Нелюбовь

Мари Мель
Я долго шарила по стене, и никак не могла найти выключатель. Наконец, нащупала его но, почему-то, ощутила внутри себя не удовольствие от достигнутого, а неприятный холодок разочарования. А все-таки есть что-то притягательное в том, чтобы на ощупь шарить в темноте комнаты (или в потемках подсознания). Многие вещи, да и само по себе окружение кажутся во мраке совсем не такими как при свете. Я, например, знаю, что в моей комнате ужасный беспорядок. Везде валяются книги, мои вещи, на стол небрежно сброшены украшения. Тяжелое жемчужное ожерелье весь вечер не давало мне вздохнуть. Я злилась: «Как удавка». Даже любимое белое платье с черными разводами сейчас поверженное лежит у меня под ногами. Протягиваю руку: вот оно. Подношу к жаркому воспаленному лицу прохладный шелк. Еще пахнет моими духами. Ему было неловко видеть меня в этом платье, и он по-мальчишески неумело замаскировал это восторженным возгласом: «Вы обворожительны». В это мгновение я поняла, что мы больше никогда не увидимся. Теперь между нами стена, которую возвела я сама. Вся я, со своими обнаженными плечами, ухоженными руками с тонкими пальцами в массивных кольцах, дорогими духами (Какими? Конечно Сhanel, что же еще?!), с этим дурацким душащим меня жемчужным ожерельем. Мы говорили ни о чем. Хотелось казаться остроумной, но никакие остроты на ум не шли.
- А когда у вас отпуск?
- Кажется, в конце августа. Обязательно кто-то должен заместить на это время. Понимаете, такая работа… Поэтому отпуска сотрудников разбиты на смены.
- Как в пионерском лагере?
- Да, почти что, - он не улыбнулся.
Я отчетливо помню его лицо: чуть полноватое с красивым контуром припухлых губ, очень строгое и даже высокомерное. Его можно назвать симпатичным, но не красивым. Просто он тот, кого я ждала. Медленно отрываю свое тело от стены. Под ногами хрустят осколки стекла. Помню, мне хотелось что-то разбить, и обязательно вдребезги. Долго металась по комнате, запиналась, опрокидывала, сшибала. Наконец, увидела на тумбочке стакан с водой. Я пила из него перед уходом на встречу (почему-то пересохло в горле). Как последнюю память о ней, с удовольствием шваркнула его об стенку…А звон бьющегося стекла вполне приятный. Ну же я и истеричка!

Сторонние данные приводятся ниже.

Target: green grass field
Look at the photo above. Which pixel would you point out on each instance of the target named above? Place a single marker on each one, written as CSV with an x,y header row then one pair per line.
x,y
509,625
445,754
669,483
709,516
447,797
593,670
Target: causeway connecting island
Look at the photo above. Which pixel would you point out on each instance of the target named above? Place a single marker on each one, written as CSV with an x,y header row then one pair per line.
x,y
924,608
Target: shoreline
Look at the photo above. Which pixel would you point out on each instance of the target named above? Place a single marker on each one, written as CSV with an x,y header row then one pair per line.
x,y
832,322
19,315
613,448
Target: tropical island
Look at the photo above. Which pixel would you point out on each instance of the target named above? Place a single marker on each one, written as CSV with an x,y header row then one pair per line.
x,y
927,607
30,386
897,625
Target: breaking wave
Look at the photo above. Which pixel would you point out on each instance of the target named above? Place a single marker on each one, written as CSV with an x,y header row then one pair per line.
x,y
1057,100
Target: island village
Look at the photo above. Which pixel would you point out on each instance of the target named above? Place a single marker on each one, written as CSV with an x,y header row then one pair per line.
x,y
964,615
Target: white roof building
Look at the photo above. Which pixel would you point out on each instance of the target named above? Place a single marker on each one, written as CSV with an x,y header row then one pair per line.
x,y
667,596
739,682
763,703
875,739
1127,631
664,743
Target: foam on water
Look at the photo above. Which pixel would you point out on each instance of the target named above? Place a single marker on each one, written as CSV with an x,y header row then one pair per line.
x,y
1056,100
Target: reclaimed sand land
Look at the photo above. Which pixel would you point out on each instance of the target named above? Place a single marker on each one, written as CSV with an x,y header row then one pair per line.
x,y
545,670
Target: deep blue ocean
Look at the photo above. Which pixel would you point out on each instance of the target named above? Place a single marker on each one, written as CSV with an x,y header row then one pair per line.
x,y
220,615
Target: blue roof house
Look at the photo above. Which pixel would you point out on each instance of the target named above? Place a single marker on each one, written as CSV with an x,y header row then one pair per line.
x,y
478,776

Включила свет. Покачиваясь на слабых ногах, подошла к зеркалу. Долго приглядывалась к себе, оттягивая пальцами теплую влажную кожу.
 - Анна Алексеевна, кто с вами это сделал? - хотела снова стать язвительно-комичной, но вопрос прозвучал серьезно, даже с нотками надрыва, и повторила тихо, уже для себя. - Кто этот человек?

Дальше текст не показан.